The sentencing of Maqsood Ibragimov, 37, which has so far been reported only by France-based human rights activist Nadezhda Atayeva, brings a close to an episode that highlights the extent to which the Tajik government is going to silence its critics.
Ibragimov must have thought his Russian passport and self-imposed exile status in Moscow would keep him safe, but that was not to be.
He began attracting unwanted attention after founding the "Youth for the Revival of Tajikistan" opposition movement last year.
In October, Dushanbe demanded he be handed over to face charges of extremism, which is how it characterises the political activities of staunch government critics.
That same month, Ibragimov was stabbed by an unknown assailant near his home in Moscow. It might have been worse. The handgun that was found on the site of the attack seems to have malfunctioned.
Quite how Ibragimov actually ended up in Tajikistan is subject of confused accounts.
In the latest version outlined by Atayeva on July 15, Ibragimov was confronted in January outside a prosecutor’s office in Moscow by a group of unknown people, who proceeded to confiscate his Russian passport. He was later taken to an airport and flown to Dushanbe. Atayeva said Ibragimov was tortured and forced to confess that he had returned to Tajikistan of his own will.
The Asia-Plus news website offers a slightly different version of events. It says Ibragimov was stripped of his Russian passport and that authorities in Russia, where he has lived for around 15 years, extradited him to Tajikistan.
Ibragimov’s citizenship has indeed complicated the Tajik government’s efforts to nab him. Moscow has in other cases — notably that involving suspects in the murder in London of turncoat spy Alexander Litvinenko — been adamant about upholding a constitutional provision prohibiting the deportation or extradition of Russian citizens from Russia. Atayeva said no written confirmation has ever been provided to confirm Ibragimov had been stripped of Russian citizenship.
Circumstantial evidence points to a degree of collusion between the two countries’ security services aimed at circumventing problematic bureaucratic hitches.

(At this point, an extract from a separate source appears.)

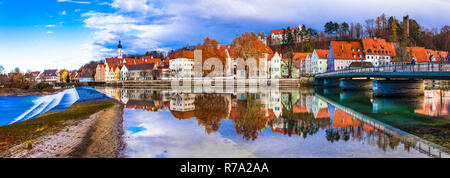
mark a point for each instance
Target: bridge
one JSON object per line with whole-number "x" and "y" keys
{"x": 424, "y": 146}
{"x": 388, "y": 80}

Cooperation between the Tajik and Russian security services runs deep, with the extradition of alleged terrorists and dissidents common. In a July 2013 report, Amnesty International documented the ways in which Russian and Central Asian governments collude to abduct, extradite and torture.
Ibragimov’s supporters have said his movement was about social justice and deny he was pursuing a regime-change agenda. In fact, he was also affiliated with the opposition coalition “New Tajikistan,” which frequently called for President Emomali Rakhmon’s resignation.
Inciting opposition to Tajikistan’s government among the economically vital migrant community in Russia, which is what Ibragimov was presumably suspected of doing, would have been seen as a form of noxious scheming against the state.
New Tajikistan’s former leader, Zaid Saidov, is currently serving a 26-year sentence on charges of statutory rape, fraud and polygamy after a trial widely condemned for irregularities.
The suppression of opposition in Tajikistan is being exercised in all directions. Ibragimov and Saidov were outside the system and may have had some inkling of the risks they were facing.
But the government is now also hounding the last remaining substantial opposition force operating within the country, the Islamic Renaissance Party of Tajikistan, out of existence.
On top of that, the harassment of devout Muslims is commonplace and explained away as an effort to stamp out extremism. Since no scrutiny is allowed into prosecutions against alleged radicals, however, it is unclear if the government is combating actual extremism or just trying to ensure all of society bows to its strictures.
Finally, there are the occasional arrests of government insiders, whose downfall hints at potential behind-the-scenes skirmishes.